Then, last spring, she witnessed a shooting at the same bus stop where she had been robbed about a month before.

Harvey, 24, who worked at a law office in Center City, said that she was able to shake off the robbery, in which her phone was stolen and pockets rifled through at a bus stop outside Frankford’s Margaret-Orthodox El station.

“You live in the city, this stuff happens,” she said. “That made me think this city is getting a little tiring to live in, but I never really imagined myself being somebody who could move.”

Then, about a month later, as she waited at the same bus stop, a man across the street from where she stood was shot in the neck.

“[The shooting] was pretty much the thing that more or less sealed it for me thinking I should get out of here,” she said.

With that, she packed up in October and moved to California, where she now lives and works outside San Francisco.

Decisions like Harvey’s are daggers to city officials who point to the city’s significant progress in reversing the historical brain-drain of educated young adults from Philadelphia.

Although crime has dropped – part-one crimes that include robbery, aggravated assault, burglary and vehicle theft are down 4 percent from 2011 to 2012 and 9 percent the past five years – the crime rate remains persistently high compared with other big cities. Last year in Chicago, for instance, there were 2,880 part-one crimes per 100,000 residents. In Philadelphia, there were 4,849 – almost double.

 

A mixed bag

In a testament to the city’s progress over the years and efforts to retain young, educated adults, recent census numbers have shown an uptick in both the numbers of young adult residents and residents with a bachelor’s degree or higher.

Some young people say that the quality of life the city provides far outweighs concerns about crime.

“I can’t imagine where else I would want to be with all the convenience for the kids,” said Otis Bullock, 34, a lawyer who lives in Strawberry Mansion with his wife, also a lawyer, and two young sons.

Harvey, however, isn’t alone among young adults for whom crime became a reason to leave the city.

Anthony Coombs, 32, left his house in Queen Village in January to start fresh in Santa Monica, Calif. He said his last straw was seeing how the life of his good friend Kevin Neary changed drastically after Neary was shot during a robbery outside his Northern Liberties apartment in 2011. The shooting left Neary paralyzed at age 29.

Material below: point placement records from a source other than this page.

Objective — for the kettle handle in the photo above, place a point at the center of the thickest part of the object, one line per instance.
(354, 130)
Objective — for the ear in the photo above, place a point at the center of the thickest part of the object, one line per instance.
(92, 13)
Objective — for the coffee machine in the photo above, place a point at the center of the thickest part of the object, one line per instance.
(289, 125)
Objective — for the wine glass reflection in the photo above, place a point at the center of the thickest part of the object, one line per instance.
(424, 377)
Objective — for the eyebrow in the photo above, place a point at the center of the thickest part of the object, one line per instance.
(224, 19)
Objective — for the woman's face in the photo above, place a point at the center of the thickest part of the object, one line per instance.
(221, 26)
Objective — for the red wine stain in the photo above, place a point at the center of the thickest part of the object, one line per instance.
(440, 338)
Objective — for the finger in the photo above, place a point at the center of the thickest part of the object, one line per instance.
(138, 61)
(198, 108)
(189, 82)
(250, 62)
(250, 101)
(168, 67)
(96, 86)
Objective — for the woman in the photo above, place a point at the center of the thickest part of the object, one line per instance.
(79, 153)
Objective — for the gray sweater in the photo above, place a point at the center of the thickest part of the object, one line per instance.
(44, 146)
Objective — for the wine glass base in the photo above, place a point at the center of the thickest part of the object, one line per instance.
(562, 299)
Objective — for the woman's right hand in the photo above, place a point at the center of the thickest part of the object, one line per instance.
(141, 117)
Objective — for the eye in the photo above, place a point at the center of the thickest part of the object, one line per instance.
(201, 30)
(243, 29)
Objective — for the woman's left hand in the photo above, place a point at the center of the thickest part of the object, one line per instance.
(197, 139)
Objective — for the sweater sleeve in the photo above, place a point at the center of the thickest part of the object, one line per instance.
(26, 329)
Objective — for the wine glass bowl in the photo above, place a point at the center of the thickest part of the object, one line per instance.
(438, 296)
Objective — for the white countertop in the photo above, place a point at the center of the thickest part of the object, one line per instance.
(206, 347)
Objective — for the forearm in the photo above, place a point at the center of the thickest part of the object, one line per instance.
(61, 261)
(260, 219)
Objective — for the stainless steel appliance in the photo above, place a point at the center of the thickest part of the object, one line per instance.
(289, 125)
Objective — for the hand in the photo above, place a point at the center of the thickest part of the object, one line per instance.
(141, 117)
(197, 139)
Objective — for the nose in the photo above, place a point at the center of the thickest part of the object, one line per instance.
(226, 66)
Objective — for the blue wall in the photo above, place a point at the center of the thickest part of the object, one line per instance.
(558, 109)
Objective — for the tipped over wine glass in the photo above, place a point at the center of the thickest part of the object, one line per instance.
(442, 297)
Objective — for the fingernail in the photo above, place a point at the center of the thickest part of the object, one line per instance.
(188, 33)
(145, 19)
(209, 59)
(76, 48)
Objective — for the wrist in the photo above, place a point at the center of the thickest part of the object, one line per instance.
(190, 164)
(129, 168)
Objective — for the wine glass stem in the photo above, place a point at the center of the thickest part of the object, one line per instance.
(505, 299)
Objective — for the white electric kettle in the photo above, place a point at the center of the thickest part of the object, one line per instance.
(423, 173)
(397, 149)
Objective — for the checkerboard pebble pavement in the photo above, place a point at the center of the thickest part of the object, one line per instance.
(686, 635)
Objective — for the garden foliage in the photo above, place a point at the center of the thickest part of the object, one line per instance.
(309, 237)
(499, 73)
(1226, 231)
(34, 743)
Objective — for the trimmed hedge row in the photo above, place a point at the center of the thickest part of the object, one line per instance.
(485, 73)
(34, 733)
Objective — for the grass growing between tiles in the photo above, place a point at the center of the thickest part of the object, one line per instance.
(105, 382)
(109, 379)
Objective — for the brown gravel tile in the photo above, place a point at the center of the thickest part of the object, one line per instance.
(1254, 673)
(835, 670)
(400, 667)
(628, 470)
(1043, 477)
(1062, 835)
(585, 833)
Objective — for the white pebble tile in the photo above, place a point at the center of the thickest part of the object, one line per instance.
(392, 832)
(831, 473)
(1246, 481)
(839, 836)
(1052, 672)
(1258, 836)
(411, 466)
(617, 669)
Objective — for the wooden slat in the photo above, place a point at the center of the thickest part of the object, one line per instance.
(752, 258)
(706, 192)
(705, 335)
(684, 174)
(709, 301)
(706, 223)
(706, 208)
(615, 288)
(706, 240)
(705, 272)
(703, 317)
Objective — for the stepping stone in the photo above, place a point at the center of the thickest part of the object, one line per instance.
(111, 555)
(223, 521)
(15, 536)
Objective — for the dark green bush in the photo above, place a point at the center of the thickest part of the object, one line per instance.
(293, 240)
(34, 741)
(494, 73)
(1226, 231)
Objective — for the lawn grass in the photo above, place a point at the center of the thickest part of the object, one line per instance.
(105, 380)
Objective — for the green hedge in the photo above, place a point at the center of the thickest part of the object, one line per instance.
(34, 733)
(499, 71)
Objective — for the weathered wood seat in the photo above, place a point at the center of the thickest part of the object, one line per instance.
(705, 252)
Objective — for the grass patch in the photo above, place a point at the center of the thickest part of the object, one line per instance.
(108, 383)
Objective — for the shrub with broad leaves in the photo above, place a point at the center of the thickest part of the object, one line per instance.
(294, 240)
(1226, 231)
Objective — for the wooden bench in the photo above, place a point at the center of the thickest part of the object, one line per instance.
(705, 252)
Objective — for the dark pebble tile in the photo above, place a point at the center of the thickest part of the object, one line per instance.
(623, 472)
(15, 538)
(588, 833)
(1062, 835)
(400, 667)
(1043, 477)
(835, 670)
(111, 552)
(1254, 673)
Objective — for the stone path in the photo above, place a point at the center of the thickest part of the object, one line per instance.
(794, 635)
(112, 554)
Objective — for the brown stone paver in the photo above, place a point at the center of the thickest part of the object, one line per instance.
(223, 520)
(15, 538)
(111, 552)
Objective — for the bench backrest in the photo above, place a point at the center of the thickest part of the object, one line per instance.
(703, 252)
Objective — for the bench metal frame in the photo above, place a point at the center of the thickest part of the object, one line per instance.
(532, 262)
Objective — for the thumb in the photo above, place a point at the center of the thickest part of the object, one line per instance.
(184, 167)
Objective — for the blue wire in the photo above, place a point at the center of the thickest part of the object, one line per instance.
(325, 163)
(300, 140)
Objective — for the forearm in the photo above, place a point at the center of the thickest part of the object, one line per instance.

“This stuff is a citywide issue and problem,” Coombs said the week before he moved. “I think it’s just embarrassing that New York has eight times the amount of people and their murder rate is so much lower than ours.”

Indeed, the per-capita homicide rates in both New York and Chicago are lower than Philadelphia’s. In 2012, Chicago had 19 homicides per 100,000 residents, and New York had five. In Philadelphia the same year, 22 people were slain per 100,000.

So far in 2013, though, homicides in Philadelphia are at the lowest they’ve been at this point since at least 2006.

Coombs, who grew up in Florida, came to Philadelphia for college and decided to stay after he graduated. He said for his career working with startups, he’d probably be better off staying, but between the violence and a perceived apathy about it among some people in the city, he couldn’t stay any longer.

“There’s a normal expectation of violence in a large city, but we’ve gotten to the point where it’s so bad that people are like, ‘Well, there’s nothing we can really do about it, so we’re just going to live with it,’ ” he said. “No. We shouldn’t put up with this crap.”